Leveraging Kubernetes for AI deployments is becoming increasingly popular. Chances are if your business is involved in AI/ML with Kubernetes you are using tools like Kubeflow to reduce complexity, costs and deployment time. Or, you may be missing out!
With AI/ML being the tech topics of the world, GPUs play a critical role in the space. NVIDIA, a prominent player in the GPU space is one of the top choices for most stakeholders in the field. Nvidia takes their commitment to the space a step ahead with the launch of the GPU Operator open-source project at Mobile World Congress LA.
What is the GPU Operator
The GPU, being a high performance compute resource in the cluster requires a few components to be installed before application workloads can be deployed onto the GPU. These components include the NVIDIA drivers (to enable CUDA), Kubernetes device plugin, container runtime, etc. With the GPU Operator, you can manage resources in a Kubernetes cluster and automate bootstrapping GPU nodes tasks.

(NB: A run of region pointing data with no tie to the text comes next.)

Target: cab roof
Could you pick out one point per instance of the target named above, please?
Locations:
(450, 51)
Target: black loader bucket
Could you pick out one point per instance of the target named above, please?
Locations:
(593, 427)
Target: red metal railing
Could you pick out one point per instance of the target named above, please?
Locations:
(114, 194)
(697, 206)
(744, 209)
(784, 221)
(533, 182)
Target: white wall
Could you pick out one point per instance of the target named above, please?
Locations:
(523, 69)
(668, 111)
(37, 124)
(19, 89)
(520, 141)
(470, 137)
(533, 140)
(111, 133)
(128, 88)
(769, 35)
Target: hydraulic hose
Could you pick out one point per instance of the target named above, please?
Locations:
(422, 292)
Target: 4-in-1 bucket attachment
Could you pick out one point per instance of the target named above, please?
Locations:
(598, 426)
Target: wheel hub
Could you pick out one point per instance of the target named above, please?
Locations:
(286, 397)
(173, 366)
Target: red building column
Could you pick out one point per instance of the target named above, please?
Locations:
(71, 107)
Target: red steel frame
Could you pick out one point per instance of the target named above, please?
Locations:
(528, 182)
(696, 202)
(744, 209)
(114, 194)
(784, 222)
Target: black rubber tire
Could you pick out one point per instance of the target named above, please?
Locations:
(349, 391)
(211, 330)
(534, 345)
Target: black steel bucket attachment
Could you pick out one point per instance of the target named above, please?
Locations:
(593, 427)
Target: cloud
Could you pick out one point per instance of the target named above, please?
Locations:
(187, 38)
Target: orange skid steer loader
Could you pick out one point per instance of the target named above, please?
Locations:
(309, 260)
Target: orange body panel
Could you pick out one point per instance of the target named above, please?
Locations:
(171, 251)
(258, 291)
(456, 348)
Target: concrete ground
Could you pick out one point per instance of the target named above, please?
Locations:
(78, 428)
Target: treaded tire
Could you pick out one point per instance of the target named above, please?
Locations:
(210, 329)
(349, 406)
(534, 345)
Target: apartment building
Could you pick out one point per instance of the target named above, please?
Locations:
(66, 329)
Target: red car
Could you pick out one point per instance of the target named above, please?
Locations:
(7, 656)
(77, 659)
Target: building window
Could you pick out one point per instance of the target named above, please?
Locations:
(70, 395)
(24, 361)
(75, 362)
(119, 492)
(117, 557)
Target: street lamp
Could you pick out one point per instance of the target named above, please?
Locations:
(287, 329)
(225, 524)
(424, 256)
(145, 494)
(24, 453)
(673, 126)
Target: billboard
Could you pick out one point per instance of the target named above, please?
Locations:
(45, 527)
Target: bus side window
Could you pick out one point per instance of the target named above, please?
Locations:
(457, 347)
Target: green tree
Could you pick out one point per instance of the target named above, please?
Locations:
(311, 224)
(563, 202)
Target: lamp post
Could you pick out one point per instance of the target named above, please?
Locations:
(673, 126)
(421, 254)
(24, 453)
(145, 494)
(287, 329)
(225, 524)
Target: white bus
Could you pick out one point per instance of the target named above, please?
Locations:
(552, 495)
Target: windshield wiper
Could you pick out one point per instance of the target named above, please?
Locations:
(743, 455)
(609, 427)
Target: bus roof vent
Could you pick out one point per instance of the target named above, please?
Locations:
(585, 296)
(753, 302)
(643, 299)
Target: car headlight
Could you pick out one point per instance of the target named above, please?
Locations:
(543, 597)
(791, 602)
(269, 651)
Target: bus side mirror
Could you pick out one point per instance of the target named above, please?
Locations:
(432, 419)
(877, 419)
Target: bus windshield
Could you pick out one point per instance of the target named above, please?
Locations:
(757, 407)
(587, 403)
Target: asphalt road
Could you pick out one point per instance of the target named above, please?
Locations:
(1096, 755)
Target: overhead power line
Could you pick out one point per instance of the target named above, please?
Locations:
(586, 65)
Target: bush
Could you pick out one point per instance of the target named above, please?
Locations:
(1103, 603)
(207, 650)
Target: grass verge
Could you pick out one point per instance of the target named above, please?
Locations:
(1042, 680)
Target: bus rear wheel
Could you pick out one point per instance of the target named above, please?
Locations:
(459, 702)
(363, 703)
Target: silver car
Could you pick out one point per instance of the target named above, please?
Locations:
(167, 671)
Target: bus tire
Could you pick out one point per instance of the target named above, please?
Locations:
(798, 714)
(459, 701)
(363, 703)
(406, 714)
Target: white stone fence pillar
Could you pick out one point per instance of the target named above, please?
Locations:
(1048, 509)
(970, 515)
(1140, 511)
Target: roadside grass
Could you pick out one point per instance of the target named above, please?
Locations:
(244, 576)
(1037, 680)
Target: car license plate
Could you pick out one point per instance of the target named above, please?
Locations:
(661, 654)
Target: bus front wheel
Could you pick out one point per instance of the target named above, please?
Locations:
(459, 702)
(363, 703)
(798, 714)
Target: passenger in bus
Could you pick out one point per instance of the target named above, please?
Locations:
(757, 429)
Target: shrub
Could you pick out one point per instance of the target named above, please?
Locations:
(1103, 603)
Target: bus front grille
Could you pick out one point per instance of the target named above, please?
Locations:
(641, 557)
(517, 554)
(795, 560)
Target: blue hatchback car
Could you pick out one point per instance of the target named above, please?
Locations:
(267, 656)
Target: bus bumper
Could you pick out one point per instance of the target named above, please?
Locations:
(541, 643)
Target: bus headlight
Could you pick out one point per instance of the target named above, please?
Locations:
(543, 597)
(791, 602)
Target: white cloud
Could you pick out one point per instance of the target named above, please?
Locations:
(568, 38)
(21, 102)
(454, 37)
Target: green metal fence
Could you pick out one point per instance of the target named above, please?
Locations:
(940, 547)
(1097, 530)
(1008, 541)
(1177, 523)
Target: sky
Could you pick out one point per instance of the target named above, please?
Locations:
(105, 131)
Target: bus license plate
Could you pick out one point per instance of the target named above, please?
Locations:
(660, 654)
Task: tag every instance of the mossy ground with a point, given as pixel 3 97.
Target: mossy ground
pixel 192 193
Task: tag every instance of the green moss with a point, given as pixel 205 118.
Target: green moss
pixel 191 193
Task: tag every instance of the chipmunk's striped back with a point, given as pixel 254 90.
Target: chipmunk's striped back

The NVIDIA GPU Operator currently supports and has been validated with the following:
● Pascal+ GPUs are supported (incl. Tesla V100 and T4)
● Kubernetes v1.13+
- Canonical’s Charmed Kubernetes v1.15 has been tested with and supports NVIDIA Nvidia GPU Operator. The GPU Operator works out the box with Canonical’s Charmed Kubernetes and is supported from day one.
– Note: Helm may fail to initialize in Kubernetes v1.16. The Helm installation step above includes a workaround for this. More details can be found in the Github issue.
● Helm 2
● Ubuntu 18.04.3 LTS
● The GPU Operator includes the following NVIDIA components:
● Docker CE 19.03.2
● NVIDIA Container Toolkit 1.0.5
● NVIDIA Kubernetes Device Plugin 1.0.0-beta4
● NVIDIA Tesla Driver 418.87.01
The GPU Operator has a few prerequisites:
- It requires a fresh configuration of nodes – nodes must not be pre-configured with NVIDIA components (driver, container runtime, device plugin).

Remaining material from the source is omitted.